I swallowed my first response. Just to be safe, I also swallowed my second response, and followed her up the stairs. They terminated at a landing barely wider than one of the steps. She knocked.
“It’s open!” called Walther.
Arden took a deep breath, squared her shoulders, and opened the door.
The tower room where Madden and Nolan slept couldn’t have been farther from the basement King Rhys had used to store the elf-shot victims in Silences. It was round, airy, and circular, with wide windows set in the walls between the beds, open to allow the night air to flow through. Walther had apparently been serious about his “no magic” rule; there were no witch-lights or charmed lanterns. Instead, he’d set up several halogen camping lights around the edges of the room, creating the odd impression that we’d just stepped onto a film set. That was the only reason to light the place so unforgivingly.

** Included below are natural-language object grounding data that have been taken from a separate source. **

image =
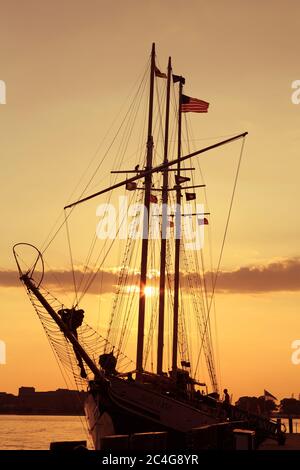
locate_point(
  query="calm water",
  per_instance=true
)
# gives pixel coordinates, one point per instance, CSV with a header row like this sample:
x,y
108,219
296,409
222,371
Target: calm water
x,y
36,432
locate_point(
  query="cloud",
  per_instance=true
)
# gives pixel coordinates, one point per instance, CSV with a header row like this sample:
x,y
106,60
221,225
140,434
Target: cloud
x,y
272,277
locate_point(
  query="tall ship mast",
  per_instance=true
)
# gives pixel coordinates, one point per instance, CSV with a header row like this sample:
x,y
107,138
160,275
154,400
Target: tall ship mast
x,y
123,395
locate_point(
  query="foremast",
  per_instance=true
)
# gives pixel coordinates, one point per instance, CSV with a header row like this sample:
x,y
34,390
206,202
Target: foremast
x,y
164,224
145,238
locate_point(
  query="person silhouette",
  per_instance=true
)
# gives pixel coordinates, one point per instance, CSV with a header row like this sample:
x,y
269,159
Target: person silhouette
x,y
226,397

There were eight beds arrayed like the spokes of a wheel. Only two were occupied, one by a burly man with white hair streaked in carnal red, the other by a man whose blackberry-dark locks and olive skin betrayed him as Arden’s brother. Madden, who’d been asleep for less than two months, was wearing jeans and a T-shirt. This was still his time. Nolan had been asleep a lot longer. He was dressed like he was planning to roll out of bed and head for a Great Gatsby-themed party, down to his suspenders and polished shoes. He’d been elf-shot in the 1930s. His nap was nearly over. I still understood why Arden felt like she couldn’t wait any longer, especially now that Madden had joined him. She needed her support system. I couldn’t imagine going a hundred years without mine.

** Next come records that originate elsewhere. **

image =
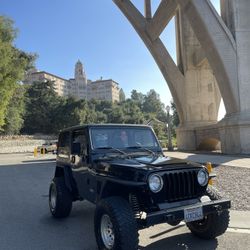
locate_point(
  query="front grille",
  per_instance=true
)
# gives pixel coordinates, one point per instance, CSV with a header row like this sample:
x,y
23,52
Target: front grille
x,y
180,185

Walther was standing between the two beds, spinning a fine rosy liquid in a wine snifter like he was a sommelier and we were here to enjoy a pleasant dinner while surrounded by coma patients. He turned at the sound of the door opening, and looked relieved at the sight of me. That was a fun change. “Toby,” he said. “I was afraid you weren’t going to come.”
“Why, because this might technically be an act of treason against the High King, and hence a good way to wind up locked in gaol for the next, oh, twenty years?” I shrugged like it was no big thing as I strolled into the room and sat down on one of the empty beds. It wasn’t as soft as it had looked from a distance, more like a bier than a bower. I blinked. “Wow. Orthopedic?”
“It wouldn’t do to have your sleepers wake up in need of a chiropractor,” said Walther, with a tight smile. I smiled back, trying to look sympathetic and encouraging at the same time. He was in a tough spot. If he refused Arden—who was, after all, the Queen of the Kingdom he was currently living in—he could wind up banished. Not the end of the world, but he’d been working for a while to get tenure at UC Berkeley, and a change of address would mean starting all over again. If he didn’t refuse her, he could be pissing off the man in charge of the entire continent. No wonder he’d wanted me present. I was his security blanket.